CUDA Sorting

Pyculib provides routines for sorting arrays on CUDA GPUs.

Sorting Large Arrays

The pyculib.sorting.RadixSort class is recommended for sorting large (approx. more than 1 million items) arrays of numeric types.

class pyculib.sorting.RadixSort(maxcount, dtype, descending=False, stream=0)

Provides radix sort and radix select.

The algorithm implemented here is best for large arrays (N > 1e6) due to the latency introduced by its use of multiple kernel launches. It is recommended to use segmented_sort instead for batches of smaller arrays.

Parameters:
  • maxcount (int) – Maximum number of items to sort
  • dtype (numpy.dtype) – The element type to sort
  • descending (bool) – Sort in descending order?
  • stream – The CUDA stream to run the kernels in
argselect(k, keys, begin_bit=0, end_bit=None)

Similar to RadixSort.select but returns the new sorted indices.

Parameters:
  • keys (numpy.ndarray) – Keys to sort inplace
  • begin_bit (int) – The first bit to sort
  • end_bit (int) – Optional. The last bit to sort
Returns:

The indices indicating the new ordering as an array on the CUDA device or on the host.

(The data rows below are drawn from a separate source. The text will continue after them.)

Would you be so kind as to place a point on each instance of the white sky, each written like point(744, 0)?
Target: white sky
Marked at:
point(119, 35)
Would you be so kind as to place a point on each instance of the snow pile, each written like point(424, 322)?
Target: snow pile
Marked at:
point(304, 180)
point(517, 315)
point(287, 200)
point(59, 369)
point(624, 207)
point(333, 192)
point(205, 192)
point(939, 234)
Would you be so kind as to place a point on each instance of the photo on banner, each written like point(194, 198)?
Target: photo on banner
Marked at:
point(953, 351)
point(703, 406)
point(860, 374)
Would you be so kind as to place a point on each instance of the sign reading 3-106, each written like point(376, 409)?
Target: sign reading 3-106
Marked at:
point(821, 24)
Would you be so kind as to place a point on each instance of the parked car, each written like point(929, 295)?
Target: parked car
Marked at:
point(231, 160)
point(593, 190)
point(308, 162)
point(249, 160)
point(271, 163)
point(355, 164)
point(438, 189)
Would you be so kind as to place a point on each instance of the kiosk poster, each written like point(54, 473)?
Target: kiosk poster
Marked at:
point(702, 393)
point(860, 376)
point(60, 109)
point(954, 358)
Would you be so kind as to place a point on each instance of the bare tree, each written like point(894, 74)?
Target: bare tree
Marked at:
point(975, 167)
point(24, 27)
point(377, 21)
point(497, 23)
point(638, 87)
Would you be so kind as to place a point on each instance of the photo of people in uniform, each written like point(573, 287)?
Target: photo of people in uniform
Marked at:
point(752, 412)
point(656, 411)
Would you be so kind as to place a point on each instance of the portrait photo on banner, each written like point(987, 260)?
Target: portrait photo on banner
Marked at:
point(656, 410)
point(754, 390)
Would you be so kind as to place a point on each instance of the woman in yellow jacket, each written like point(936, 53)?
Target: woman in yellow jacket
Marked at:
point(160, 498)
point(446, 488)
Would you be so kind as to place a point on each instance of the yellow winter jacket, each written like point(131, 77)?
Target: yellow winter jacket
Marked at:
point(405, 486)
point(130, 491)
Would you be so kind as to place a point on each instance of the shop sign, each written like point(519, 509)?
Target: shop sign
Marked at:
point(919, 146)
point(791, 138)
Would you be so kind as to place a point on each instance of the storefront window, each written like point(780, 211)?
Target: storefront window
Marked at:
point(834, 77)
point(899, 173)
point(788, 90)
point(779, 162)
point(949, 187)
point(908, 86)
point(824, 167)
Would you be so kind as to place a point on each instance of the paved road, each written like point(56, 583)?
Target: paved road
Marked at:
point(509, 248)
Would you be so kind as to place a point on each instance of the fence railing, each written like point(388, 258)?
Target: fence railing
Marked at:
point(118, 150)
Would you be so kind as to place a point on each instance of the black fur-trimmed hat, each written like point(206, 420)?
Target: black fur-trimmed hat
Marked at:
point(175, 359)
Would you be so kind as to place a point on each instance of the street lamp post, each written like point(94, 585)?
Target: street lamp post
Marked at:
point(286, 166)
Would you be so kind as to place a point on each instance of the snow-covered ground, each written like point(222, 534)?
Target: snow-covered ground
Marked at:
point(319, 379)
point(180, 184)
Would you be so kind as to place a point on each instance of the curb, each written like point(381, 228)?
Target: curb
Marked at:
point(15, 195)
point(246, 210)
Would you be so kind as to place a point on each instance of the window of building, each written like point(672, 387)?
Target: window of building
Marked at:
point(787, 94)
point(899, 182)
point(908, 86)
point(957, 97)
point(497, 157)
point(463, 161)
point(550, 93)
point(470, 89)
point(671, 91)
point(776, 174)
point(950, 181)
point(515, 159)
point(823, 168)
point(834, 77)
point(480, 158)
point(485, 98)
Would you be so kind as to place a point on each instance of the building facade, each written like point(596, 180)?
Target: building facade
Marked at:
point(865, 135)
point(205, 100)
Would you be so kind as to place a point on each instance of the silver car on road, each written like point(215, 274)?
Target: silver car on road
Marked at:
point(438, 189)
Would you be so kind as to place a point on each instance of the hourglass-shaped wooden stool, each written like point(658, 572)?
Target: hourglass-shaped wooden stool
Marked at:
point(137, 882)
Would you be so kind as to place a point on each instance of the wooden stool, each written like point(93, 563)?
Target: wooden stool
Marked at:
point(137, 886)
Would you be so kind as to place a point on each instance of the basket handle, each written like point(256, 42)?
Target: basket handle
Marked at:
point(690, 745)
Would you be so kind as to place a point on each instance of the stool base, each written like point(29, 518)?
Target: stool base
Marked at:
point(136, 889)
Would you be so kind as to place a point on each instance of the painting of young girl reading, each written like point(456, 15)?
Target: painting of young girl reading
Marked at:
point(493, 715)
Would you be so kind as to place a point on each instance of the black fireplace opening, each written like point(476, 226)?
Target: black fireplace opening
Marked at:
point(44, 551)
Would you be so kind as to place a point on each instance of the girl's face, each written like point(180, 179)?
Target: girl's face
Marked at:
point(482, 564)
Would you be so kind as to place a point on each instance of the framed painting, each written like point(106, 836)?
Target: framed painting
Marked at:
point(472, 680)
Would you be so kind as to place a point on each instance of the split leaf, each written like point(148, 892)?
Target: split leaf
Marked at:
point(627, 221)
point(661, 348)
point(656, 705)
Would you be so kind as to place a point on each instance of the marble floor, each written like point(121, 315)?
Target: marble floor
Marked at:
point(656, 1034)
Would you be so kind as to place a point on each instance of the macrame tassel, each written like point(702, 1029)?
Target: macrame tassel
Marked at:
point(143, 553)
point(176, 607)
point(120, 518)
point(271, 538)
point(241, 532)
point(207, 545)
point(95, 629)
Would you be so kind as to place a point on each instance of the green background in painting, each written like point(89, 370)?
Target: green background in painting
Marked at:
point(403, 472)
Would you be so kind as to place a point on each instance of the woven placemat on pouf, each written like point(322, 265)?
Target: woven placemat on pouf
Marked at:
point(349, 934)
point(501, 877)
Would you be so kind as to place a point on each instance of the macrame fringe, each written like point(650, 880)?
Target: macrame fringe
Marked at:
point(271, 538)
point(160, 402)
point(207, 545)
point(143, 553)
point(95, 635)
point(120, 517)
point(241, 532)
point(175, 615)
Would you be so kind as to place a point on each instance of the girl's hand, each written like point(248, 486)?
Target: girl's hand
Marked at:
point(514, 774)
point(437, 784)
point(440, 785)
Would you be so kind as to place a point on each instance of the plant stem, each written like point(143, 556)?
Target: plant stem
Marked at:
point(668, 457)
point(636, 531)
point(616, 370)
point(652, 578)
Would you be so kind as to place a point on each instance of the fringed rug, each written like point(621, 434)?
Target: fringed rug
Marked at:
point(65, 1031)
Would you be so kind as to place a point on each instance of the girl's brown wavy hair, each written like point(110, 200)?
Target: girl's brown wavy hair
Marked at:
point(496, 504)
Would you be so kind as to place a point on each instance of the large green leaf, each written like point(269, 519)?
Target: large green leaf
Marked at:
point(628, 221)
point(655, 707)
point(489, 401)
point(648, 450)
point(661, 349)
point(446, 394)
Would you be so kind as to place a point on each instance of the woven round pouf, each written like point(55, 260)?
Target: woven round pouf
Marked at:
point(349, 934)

argsort(keys, begin_bit=0, end_bit=None)

Similar to RadixSort.sort but returns the new sorted indices.

Parameters:
  • keys (numpy.ndarray) – Keys to sort inplace
  • begin_bit (int) – The first bit to sort
  • end_bit (int) – Optional. The last bit to sort
Returns:

The indices indicating the new ordering as an array on the CUDA device or on the host.

close()

Explicitly release internal resources

Called automatically when the object is deleted.

init_arg(size)

Initialize an empty CUDA ndarray of uint32 with ascending integers starting from zero

Parameters:size (int) – Number of elements for the output array
Returns:An array with values [0, 1, 2, ...m size - 1 ]
select(k, keys, vals=None, begin_bit=0, end_bit=None)

Perform a inplace k-select on keys.

Memory transfer is performed automatically.

Parameters:
  • keys (numpy.ndarray) – Keys to sort inplace
  • vals (numpy.ndarray) – Optional. Additional values to be reordered along the sort. It is modified in place. Only the uint32 dtype is supported in this version.
  • begin_bit (int) – The first bit to sort
  • end_bit (int) – Optional. The last bit to sort
sort(keys, vals=None, begin_bit=0, end_bit=None)

Perform a inplace sort on keys. Memory transfer is performed automatically.

Parameters:
  • keys (numpy.ndarray) – Keys to sort inplace
  • vals (numpy.ndarray) – Optional. Additional values to be reordered along the sort. It is modified in place. Only the uint32 dtype is supported in this version.
  • begin_bit (int) – The first bit to sort
  • end_bit (int) – Optional. The last bit to sort

Sorting Many Small Arrays

Using pyculib.sorting.RadixSort on small (approx. less than 1 million items) arrays has significant overhead due to multiple kernel launches.

A better alternative is to use pyculib.sorting.segmented_sort()-which launches a single kernel for sorting a batch of many small arrays.

pyculib.sorting.segmented_sort(keys, vals, segments, stream=0)

Performs an inplace sort on small segments (N < 1e6).

Parameters:
  • keys (numpy.ndarray) – Keys to sort inplace.
  • vals (numpy.ndarray) – Values to be reordered inplace along the sort. Only the uint32 dtype is supported in this implementation.
  • segments (numpy.ndarray) – Segment separation location. e.g. array([3, 6, 8]) for segments of keys[:3], keys[3:6], keys[6:8], keys[8:].
  • stream – Optional. A cuda stream in which the kernels are executed.